Jugo si voltò lentamente, finchè con l’occhio sinistro non riuscì ad intravedere l’espressione terrorizzata del ragazzo che pendeva letteralmente dalle sue mani e senza accennare nessuna emozione si limitò a dire “sarà meglio”, prima di scagliarlo contro le credenze della cantina.
Dopo aver atteso che l’ospite emettesse almeno un paio di colpi di tosse, Kimimaro si decise a parlare, biascicando leggermente le parole: «Jugo. Un po’ di delicatezza sarebbe gradita.»
L’amico però ignorò l’avviso dell’amico e si avvicinò nuovamente al ragazzo che stava strisciando per rialzarsi. Si compiacque di quello spettacolo e svogliatamente lo aiutò ad alzarsi per poterlo accompagnare alle scale che conducevano all’uscita e riferirgli le ultime parole che gli avrebbe detto per quella giornata.

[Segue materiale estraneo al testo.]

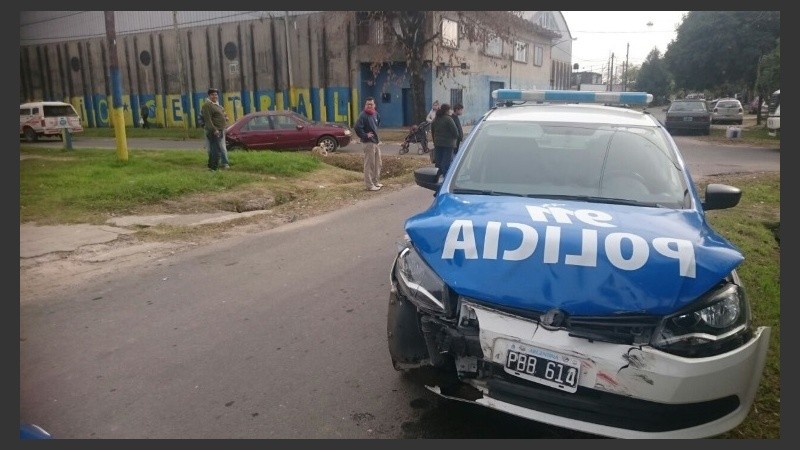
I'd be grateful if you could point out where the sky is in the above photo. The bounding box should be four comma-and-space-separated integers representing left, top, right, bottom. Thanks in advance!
561, 11, 687, 73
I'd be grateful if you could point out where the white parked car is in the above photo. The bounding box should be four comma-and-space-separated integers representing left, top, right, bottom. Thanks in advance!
767, 105, 781, 136
19, 102, 83, 142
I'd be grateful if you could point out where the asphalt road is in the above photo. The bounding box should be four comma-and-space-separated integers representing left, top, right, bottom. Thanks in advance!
20, 186, 583, 439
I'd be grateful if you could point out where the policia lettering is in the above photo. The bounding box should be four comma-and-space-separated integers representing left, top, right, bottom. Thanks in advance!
442, 205, 696, 278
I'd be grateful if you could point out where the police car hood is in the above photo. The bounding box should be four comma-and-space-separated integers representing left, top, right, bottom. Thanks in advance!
406, 194, 744, 316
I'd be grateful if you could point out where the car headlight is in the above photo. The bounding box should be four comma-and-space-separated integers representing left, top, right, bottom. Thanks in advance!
394, 244, 448, 313
651, 283, 750, 357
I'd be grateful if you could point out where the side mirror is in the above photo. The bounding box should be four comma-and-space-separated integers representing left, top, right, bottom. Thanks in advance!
414, 166, 442, 191
703, 184, 742, 211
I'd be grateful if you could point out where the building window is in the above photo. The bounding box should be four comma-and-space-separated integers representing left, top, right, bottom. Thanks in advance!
442, 19, 458, 48
533, 45, 544, 66
486, 33, 503, 56
514, 41, 528, 63
450, 89, 464, 107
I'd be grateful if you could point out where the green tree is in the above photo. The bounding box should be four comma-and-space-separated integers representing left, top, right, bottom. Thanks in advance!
664, 11, 780, 91
357, 11, 548, 122
636, 48, 672, 105
755, 38, 781, 125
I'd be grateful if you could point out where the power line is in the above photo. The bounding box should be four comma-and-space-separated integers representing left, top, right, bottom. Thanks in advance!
19, 11, 89, 27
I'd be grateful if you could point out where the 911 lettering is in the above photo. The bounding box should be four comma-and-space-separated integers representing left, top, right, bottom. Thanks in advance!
442, 206, 696, 278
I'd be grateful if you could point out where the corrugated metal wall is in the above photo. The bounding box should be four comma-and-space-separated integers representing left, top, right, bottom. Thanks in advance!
20, 11, 353, 127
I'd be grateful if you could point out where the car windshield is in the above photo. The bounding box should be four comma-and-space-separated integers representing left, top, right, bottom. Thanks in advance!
717, 100, 740, 108
44, 105, 78, 117
669, 102, 706, 112
450, 121, 690, 208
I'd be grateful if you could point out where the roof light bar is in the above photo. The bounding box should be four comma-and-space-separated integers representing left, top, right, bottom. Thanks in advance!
492, 89, 653, 105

«Facciamo che quello che mi hai dato, lo tengo come acconto per metà della roba di questo mese. – sussurrò piano, dandogli delle leggere pacche fraterne sulla schiena – Però entro il mese prossimo voglio l’intero prezzo della roba che ti ho venduto il mese scorso, quello che rimane per ‘sto mese e ovviamente il costo di quello che dovrai ritirare a marzo.» gli fece presente dipingendosi sul volto uno dei suoi sorrisi più sinistri.

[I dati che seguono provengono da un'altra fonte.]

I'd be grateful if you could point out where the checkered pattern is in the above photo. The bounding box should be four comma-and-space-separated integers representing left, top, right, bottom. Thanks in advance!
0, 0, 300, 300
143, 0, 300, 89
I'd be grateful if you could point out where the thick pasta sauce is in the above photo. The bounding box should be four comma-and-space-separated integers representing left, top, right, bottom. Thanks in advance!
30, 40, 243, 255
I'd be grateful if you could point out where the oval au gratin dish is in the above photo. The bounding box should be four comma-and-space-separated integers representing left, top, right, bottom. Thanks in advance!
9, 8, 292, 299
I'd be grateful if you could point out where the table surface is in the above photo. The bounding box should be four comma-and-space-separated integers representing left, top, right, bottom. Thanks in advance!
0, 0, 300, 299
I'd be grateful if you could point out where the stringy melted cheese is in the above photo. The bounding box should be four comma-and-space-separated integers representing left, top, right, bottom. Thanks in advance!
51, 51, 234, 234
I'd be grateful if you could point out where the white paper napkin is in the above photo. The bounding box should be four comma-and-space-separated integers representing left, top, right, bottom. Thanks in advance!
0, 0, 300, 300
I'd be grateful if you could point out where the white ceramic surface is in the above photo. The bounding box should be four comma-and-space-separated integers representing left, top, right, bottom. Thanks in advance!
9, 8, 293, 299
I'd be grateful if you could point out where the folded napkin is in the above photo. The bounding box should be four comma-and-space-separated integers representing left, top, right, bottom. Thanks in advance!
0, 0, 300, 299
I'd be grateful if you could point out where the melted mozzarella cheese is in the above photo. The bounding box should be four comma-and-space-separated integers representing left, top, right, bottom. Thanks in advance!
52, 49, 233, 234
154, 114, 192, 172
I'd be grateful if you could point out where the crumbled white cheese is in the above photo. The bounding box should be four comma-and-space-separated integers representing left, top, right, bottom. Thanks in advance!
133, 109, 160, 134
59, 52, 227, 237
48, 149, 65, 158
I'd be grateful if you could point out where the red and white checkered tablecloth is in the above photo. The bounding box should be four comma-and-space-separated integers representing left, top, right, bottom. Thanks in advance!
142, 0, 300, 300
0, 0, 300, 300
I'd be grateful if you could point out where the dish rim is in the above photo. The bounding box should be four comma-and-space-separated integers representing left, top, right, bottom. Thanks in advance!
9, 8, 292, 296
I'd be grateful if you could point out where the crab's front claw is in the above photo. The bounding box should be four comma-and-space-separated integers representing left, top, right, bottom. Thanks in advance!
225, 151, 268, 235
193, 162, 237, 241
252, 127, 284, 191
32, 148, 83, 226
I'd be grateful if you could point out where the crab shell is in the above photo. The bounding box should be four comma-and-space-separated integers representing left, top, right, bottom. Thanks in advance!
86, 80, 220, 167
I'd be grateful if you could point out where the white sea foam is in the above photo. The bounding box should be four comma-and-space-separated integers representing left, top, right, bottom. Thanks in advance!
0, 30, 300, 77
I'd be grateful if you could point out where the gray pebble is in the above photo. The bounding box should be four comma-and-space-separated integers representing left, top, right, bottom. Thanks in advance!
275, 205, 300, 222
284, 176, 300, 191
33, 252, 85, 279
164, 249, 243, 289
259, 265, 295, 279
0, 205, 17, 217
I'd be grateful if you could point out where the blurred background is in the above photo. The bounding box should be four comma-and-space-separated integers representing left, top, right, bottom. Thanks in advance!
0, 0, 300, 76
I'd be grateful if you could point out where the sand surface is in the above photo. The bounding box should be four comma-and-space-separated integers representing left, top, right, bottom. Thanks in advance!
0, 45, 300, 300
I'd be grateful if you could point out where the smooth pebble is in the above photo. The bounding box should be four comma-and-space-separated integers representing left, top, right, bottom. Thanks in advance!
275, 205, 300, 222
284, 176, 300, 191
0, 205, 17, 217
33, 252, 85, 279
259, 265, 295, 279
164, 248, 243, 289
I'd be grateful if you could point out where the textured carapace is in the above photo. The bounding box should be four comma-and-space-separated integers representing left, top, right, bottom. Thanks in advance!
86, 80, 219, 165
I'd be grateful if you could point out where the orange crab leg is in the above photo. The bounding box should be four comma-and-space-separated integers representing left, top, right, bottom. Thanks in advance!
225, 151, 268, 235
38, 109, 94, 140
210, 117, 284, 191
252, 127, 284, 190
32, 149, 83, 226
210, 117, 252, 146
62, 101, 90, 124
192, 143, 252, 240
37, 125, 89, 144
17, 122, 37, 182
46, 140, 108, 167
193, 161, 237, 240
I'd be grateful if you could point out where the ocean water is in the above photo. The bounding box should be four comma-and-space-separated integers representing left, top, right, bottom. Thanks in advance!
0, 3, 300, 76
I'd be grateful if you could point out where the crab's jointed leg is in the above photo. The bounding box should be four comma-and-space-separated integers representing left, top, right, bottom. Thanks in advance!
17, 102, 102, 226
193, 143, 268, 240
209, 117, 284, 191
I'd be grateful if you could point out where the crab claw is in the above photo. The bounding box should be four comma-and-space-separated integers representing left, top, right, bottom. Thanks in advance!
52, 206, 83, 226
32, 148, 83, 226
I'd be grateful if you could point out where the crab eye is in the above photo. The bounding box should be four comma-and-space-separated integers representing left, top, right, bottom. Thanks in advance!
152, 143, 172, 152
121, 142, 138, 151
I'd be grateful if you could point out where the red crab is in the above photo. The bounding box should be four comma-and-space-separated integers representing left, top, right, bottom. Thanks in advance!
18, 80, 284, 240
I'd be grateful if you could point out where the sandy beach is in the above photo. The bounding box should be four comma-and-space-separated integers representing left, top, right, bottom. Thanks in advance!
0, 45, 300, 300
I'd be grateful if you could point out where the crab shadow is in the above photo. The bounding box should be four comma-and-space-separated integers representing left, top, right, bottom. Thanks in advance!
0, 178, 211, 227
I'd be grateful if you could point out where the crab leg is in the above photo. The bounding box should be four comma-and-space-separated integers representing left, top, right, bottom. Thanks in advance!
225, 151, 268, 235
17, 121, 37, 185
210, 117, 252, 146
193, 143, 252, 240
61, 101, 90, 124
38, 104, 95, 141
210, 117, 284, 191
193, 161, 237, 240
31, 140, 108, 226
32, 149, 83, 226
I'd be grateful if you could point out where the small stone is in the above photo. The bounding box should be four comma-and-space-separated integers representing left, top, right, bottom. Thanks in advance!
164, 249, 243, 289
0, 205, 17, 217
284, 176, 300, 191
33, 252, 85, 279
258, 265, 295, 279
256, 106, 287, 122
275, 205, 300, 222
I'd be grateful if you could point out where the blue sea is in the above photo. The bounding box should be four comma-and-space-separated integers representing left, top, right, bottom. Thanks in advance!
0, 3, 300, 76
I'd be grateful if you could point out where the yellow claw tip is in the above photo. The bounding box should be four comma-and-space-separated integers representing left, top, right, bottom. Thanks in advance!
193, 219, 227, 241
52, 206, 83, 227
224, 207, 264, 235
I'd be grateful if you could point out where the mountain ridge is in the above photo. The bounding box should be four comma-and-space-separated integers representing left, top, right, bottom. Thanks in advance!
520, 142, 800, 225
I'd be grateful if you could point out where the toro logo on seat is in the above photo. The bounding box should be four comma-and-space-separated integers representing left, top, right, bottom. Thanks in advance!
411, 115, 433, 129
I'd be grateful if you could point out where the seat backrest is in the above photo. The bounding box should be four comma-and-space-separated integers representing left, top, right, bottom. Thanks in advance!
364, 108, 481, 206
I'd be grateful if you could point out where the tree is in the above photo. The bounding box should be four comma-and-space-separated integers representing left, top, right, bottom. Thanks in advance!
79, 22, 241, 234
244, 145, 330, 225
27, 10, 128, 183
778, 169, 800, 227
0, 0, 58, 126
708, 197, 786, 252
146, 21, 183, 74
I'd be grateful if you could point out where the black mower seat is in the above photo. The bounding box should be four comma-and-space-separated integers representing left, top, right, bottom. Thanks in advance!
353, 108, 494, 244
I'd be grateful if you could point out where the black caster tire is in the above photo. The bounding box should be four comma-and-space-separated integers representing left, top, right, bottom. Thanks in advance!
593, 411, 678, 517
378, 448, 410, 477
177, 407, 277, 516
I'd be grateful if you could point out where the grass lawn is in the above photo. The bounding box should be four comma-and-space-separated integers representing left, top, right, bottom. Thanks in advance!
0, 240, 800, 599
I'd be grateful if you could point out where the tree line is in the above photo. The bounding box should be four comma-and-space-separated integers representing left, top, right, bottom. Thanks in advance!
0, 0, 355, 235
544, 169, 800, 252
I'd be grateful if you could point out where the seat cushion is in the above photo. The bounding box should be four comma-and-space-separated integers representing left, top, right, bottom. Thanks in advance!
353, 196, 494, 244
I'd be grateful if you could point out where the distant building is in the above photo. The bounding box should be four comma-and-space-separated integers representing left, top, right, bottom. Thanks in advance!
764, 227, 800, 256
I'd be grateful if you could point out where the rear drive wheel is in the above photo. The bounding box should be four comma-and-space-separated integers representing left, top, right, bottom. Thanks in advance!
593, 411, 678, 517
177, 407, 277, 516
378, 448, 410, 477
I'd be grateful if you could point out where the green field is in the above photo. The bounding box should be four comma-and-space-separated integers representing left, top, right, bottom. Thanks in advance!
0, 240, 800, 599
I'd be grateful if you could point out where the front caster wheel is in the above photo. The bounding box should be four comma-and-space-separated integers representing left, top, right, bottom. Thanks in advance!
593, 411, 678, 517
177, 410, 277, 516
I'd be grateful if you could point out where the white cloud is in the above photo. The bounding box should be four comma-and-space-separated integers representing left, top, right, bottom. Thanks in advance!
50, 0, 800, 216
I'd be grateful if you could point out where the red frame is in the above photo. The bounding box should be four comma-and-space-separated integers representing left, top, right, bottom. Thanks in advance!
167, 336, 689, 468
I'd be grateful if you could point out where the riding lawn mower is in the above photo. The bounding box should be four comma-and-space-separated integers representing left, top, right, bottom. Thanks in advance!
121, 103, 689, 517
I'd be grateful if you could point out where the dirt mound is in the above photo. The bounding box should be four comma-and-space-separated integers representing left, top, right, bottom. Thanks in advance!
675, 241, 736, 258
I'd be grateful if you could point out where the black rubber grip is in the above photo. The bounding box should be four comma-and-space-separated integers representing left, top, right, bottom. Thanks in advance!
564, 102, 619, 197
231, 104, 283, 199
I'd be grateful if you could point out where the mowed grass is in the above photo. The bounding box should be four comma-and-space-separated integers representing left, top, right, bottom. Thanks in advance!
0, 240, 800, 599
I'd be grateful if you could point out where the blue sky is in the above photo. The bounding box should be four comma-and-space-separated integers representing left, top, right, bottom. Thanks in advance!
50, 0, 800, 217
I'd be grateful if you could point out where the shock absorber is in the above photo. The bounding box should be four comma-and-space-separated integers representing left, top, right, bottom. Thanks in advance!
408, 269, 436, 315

«Aspetta, ho sbagliato. Lo ammetto, mi scus-»
Un pugno ben assestato in piena pancia, fece sputare della saliva a Kidomaru, interrompendo quelle che a detta di Jugo, sembravano delle patetiche scuse.

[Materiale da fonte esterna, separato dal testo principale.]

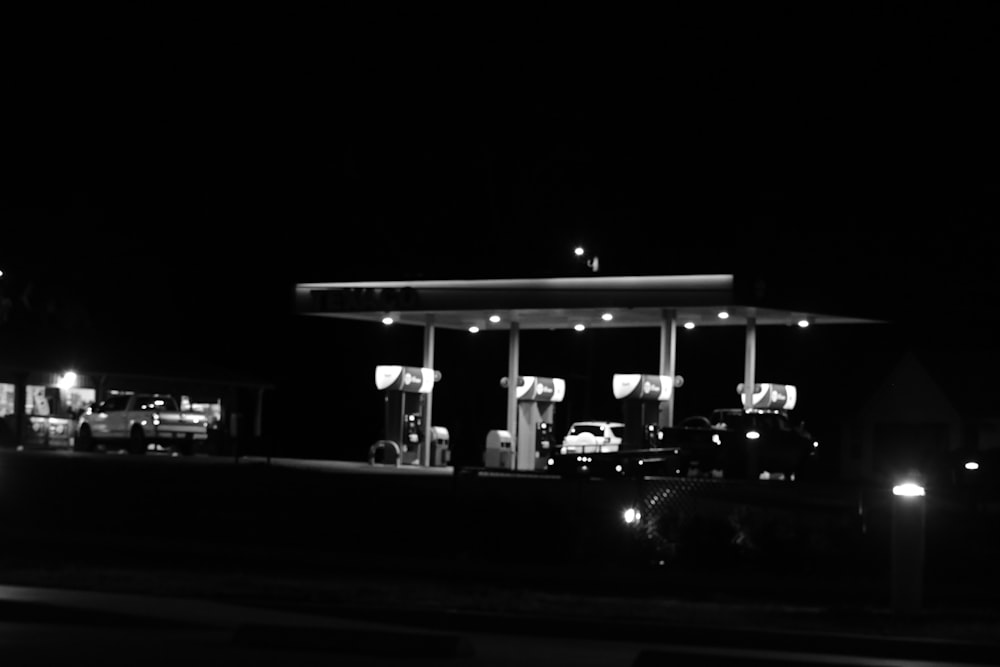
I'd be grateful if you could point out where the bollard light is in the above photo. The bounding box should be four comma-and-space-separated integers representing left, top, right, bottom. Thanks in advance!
58, 371, 77, 389
892, 482, 927, 498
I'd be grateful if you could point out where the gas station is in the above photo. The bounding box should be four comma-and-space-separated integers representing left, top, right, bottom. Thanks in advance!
296, 274, 878, 471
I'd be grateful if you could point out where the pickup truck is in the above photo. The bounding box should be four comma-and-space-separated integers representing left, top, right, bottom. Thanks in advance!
74, 394, 209, 455
547, 408, 819, 480
657, 408, 819, 479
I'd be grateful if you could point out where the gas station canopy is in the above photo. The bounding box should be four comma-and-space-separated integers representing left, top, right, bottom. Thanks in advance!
295, 274, 874, 470
296, 274, 873, 331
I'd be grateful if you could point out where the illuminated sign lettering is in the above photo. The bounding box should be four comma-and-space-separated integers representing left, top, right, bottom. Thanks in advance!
309, 287, 419, 312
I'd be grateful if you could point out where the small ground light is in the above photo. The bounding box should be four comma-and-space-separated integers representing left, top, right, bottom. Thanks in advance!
892, 482, 926, 498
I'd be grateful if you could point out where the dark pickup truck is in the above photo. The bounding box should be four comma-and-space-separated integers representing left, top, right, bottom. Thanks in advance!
547, 408, 819, 480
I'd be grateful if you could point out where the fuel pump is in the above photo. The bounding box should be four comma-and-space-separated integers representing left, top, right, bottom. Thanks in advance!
375, 366, 441, 464
611, 373, 674, 449
500, 375, 566, 470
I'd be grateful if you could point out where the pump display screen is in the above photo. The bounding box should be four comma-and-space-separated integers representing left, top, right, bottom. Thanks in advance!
736, 382, 798, 410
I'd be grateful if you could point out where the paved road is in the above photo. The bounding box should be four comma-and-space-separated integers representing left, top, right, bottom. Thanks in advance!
0, 451, 1000, 648
0, 585, 1000, 667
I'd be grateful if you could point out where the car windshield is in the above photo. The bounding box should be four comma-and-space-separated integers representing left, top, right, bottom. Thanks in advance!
569, 424, 604, 436
135, 396, 177, 412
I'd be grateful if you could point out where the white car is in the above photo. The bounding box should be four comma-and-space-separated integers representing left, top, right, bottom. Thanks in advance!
559, 421, 625, 454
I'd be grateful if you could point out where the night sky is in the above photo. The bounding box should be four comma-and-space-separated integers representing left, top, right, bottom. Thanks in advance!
0, 4, 1000, 460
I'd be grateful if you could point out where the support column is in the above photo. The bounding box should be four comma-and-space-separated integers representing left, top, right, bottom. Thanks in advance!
14, 372, 28, 446
420, 315, 434, 468
659, 310, 677, 427
507, 322, 521, 470
743, 317, 761, 479
743, 317, 757, 410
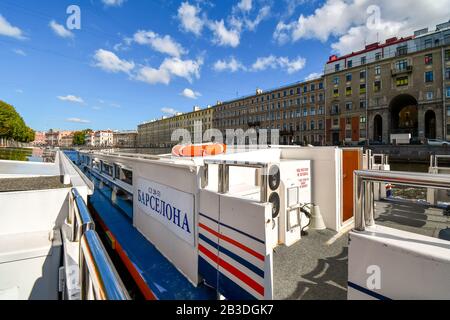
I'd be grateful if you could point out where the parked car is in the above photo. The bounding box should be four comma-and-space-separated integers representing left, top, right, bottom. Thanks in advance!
427, 139, 450, 147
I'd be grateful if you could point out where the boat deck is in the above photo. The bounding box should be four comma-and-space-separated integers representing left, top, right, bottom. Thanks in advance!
89, 170, 217, 300
274, 199, 450, 300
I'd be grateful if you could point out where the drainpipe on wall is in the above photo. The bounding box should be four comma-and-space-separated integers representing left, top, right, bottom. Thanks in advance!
365, 64, 370, 146
441, 46, 447, 140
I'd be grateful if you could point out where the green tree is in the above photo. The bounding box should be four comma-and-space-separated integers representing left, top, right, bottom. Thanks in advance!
73, 131, 86, 146
0, 100, 35, 142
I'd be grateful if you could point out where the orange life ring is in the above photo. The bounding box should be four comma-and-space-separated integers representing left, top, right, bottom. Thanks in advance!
172, 143, 227, 157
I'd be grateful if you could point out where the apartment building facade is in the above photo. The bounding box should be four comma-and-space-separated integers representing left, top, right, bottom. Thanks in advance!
137, 21, 450, 147
213, 78, 325, 145
45, 129, 73, 147
324, 23, 450, 144
137, 107, 214, 148
113, 130, 137, 148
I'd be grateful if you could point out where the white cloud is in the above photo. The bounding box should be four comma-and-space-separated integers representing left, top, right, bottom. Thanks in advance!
213, 57, 246, 72
178, 2, 204, 36
135, 58, 203, 84
181, 88, 201, 99
66, 118, 91, 123
57, 94, 84, 103
102, 0, 126, 7
94, 49, 135, 73
49, 20, 73, 38
160, 58, 203, 82
244, 6, 270, 31
273, 0, 450, 54
251, 55, 306, 74
133, 30, 186, 58
0, 14, 25, 40
305, 72, 322, 81
161, 108, 179, 116
237, 0, 252, 11
213, 55, 306, 74
208, 20, 241, 48
13, 49, 27, 57
135, 67, 170, 84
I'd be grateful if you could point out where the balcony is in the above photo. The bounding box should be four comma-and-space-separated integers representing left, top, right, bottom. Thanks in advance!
247, 121, 261, 128
280, 128, 295, 136
330, 109, 341, 116
391, 66, 412, 77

«Questo consideralo come il timbro che suggella il nostro accordo. Mentre questo… – lo colpì dritto in piena faccia – è un piccolo promemoria se non assaggio di quello che potrebbe accaderti se non rispetti i termini del patto.» sentenziò, per poi spintonarlo sui primi gradini della salita.
Qualche secondo dopo, Kidomaru era uscito di corsa dal seminterrato e Jugo aveva ripreso il proprio posto sul divano che ormai aveva il suo nome inciso sopra.
«Se continui a picchiare tutti quelli che ti capitano a tiro, Tenten si accorgerà dalla tua doppia personalità.» lo informò Kimimaro, risparmiandosi la predica riguardante il fastidio che gli procuravano gli “spargimenti di sangue” in casa propria.
Jugo gettò sul tavolino il fazzoletto con cui si era asciugato le gocce di sangue che aveva sulle nocche e, guardandolo scuro in volto gli fece presente che la situazione era tutta sotto controllo.
«Talmente tanto che quella è terrorizzata dal lasciarsi andare con te.»
«È timida.»
«No. Non le ispiri alcun tipo di fiducia.»
«Non si fida perché mi sono avvicinato a lei dopo non averla cagata di striscio per tutto il primo anno.» si decise a correggerlo Jugo, incrociando le gambe sul tavolo e passandosi stancamente una mano sul volto. Tutta l’adrenalina che prima aveva in circolo era scemata.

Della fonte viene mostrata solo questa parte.